Ilum - Apache Spark on Kubernetes Platform

Ilum transforms Apache Spark cluster management by providing a unified control plane for Kubernetes and Yarn-based Spark deployments. Unlike traditional Spark management approaches, Ilum treats Spark applications as first-class microservices with REST API interfaces, enabling real-time data processing architectures.

Architecture

Ilum's architecture consists of two core components:

  1. Ilum Core: Backend service providing gRPC/Kafka-based job orchestration, cluster state management, and REST API endpoints
  2. Ilum UI: Web-based dashboard for cluster monitoring, job submission, and resource visualization

The platform supports both Python (PySpark) and Scala programming languages, with native integration for Spark SQL, Spark Streaming, and MLlib frameworks.

Data Lakehouse Capabilities

Ilum provides comprehensive support for modern table formats:

  • Delta Lake: ACID transactions with time travel and schema evolution
  • Apache Iceberg: Partition evolution and hidden partitioning for large-scale analytics
  • Apache Hudi: Record-level upserts and incremental data processing
  • Ilum Tables: Unified API abstraction across multiple table formats

Integration with Hive Metastore and Nessie catalog enables SQL-based metadata management and Git-like data versioning.

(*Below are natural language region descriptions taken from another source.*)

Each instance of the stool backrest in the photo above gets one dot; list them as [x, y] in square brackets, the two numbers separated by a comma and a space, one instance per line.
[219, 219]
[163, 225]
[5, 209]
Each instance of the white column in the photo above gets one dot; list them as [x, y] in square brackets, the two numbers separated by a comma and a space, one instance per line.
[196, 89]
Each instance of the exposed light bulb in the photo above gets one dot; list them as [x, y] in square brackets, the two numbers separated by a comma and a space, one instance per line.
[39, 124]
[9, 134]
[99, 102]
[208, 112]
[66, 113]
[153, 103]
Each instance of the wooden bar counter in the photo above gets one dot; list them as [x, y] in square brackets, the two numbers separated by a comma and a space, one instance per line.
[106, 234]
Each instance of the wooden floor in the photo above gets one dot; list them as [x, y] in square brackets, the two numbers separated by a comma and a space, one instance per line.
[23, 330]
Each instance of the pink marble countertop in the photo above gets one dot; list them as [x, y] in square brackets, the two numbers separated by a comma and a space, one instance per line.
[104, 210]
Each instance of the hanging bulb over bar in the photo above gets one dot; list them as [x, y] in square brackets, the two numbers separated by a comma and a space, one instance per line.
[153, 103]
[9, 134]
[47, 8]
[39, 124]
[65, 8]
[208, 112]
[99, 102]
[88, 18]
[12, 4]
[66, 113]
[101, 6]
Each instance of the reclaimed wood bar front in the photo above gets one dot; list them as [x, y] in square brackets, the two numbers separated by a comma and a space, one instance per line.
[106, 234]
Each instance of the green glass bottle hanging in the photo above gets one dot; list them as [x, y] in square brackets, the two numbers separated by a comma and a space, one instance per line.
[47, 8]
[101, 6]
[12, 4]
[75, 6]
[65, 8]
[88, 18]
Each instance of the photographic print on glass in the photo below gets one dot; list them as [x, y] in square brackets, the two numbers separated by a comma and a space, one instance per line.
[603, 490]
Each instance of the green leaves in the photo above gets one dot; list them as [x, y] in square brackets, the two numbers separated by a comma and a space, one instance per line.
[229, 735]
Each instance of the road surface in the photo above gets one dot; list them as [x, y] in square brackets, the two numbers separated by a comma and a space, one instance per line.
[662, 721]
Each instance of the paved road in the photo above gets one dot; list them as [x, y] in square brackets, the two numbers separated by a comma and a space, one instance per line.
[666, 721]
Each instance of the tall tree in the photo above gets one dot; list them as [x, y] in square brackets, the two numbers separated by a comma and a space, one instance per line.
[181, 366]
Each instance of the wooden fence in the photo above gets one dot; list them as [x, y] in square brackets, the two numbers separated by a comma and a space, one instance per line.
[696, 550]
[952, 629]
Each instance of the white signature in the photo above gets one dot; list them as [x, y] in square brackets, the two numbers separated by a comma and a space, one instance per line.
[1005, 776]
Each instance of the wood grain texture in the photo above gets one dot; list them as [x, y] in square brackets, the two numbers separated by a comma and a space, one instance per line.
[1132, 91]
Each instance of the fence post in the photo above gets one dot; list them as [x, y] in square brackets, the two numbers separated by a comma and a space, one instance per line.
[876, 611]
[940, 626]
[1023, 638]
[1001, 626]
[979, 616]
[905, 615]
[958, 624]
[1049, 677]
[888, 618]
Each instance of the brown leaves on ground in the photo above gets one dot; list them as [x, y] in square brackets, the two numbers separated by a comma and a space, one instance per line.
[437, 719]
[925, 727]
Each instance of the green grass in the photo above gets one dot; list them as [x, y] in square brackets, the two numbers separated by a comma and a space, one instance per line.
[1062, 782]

REST API for Spark Microservices

Ilum exposes Spark functionality through RESTful endpoints:

# Submit Spark job
POST /api/v1/jobs

# Query interactive session
POST /api/v1/sessions/{id}/execute

# Monitor job status
GET /api/v1/jobs/{id}/status

This enables building responsive data applications where Spark computations are triggered by HTTP requests, supporting use cases like:

  • Real-time feature engineering for ML models
  • On-demand data transformations via API
  • Streaming analytics with REST-based controls
  • Jupyter notebook execution through HTTP interface

Multi-Cluster Orchestration

Ilum manages heterogeneous Spark clusters from a single control plane:

  • Cloud clusters: GKE, EKS, AKS with auto-scaling groups
  • On-premise clusters: Bare metal Kubernetes or Hadoop Yarn deployments
  • Hybrid architectures: Mixed cloud and on-premise for data sovereignty requirements

Each cluster maintains independent resource quotas, storage backends, and security policies while sharing centralized monitoring and job scheduling.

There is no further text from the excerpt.